Sarah Angst, another Bozeman artist took a different approach: making a collage of various images. She explains, “I envisioned locals and tourists walking downtown, noticing the box, and picking out a favorite image.”
On the corner of Black Avenue and Main Street, the “Bozeman Collage” features various images Angst has completed. “I chose a selection of my existing pieces that I felt represent Bozeman. Our love of nature and wildlife, the ridge at Bridger, our picturesque Main Street, our Yellowstone neighbors” and her list goes on.
“The originals of these images are hand painted linoleum block prints. To create them I begin with a drawing and then carve my drawing into linoleum. I then print the black outline from the carved block and finally I bring the images to life by hand painting each impression with watercolor inks,” Angst said.

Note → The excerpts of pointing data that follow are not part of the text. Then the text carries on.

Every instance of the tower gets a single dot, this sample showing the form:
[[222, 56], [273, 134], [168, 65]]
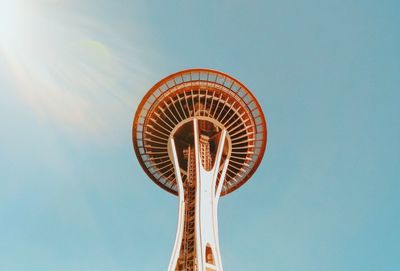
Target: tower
[[199, 134]]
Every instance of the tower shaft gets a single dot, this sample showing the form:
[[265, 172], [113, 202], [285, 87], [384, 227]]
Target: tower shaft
[[197, 244]]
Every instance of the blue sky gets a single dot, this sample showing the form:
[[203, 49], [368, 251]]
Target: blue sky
[[327, 73]]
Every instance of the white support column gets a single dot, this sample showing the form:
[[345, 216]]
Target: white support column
[[207, 203], [207, 197], [181, 209]]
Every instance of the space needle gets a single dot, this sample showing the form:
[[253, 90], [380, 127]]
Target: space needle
[[199, 134]]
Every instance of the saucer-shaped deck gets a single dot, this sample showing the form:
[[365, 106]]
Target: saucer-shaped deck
[[217, 101]]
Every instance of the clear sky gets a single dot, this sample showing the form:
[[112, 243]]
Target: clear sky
[[327, 73]]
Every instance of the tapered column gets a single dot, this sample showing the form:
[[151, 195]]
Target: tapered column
[[207, 193]]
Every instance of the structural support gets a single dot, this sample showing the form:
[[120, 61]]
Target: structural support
[[197, 244]]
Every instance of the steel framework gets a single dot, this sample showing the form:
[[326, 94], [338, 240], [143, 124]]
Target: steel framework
[[199, 134]]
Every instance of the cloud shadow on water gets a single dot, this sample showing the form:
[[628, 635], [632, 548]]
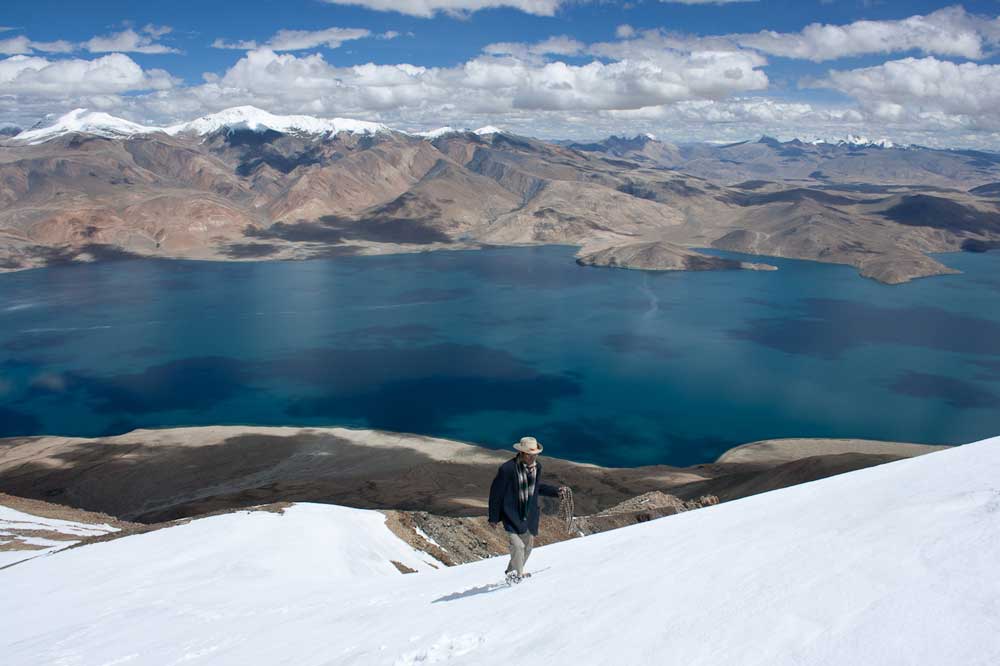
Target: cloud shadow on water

Although the art is original and unique to Bozeman, dressing up traffic boxes is an idea that is gaining popularity across the west. Missoula, Great Falls and Boise are just a few examples of cities that have put local artists on display in a creative way. But why is this so popular?
According to the Gallatin Art Crossing, “The goal of the a.r.t project is to add public art to the streetscape and decrease the instances of graffiti, poster and sticker vandalism on traffic control boxes.”
Blessing thinks the project is more fundamental: “When I walk downtown, I like to see a nice piece of art or two. That’s good enough for me.”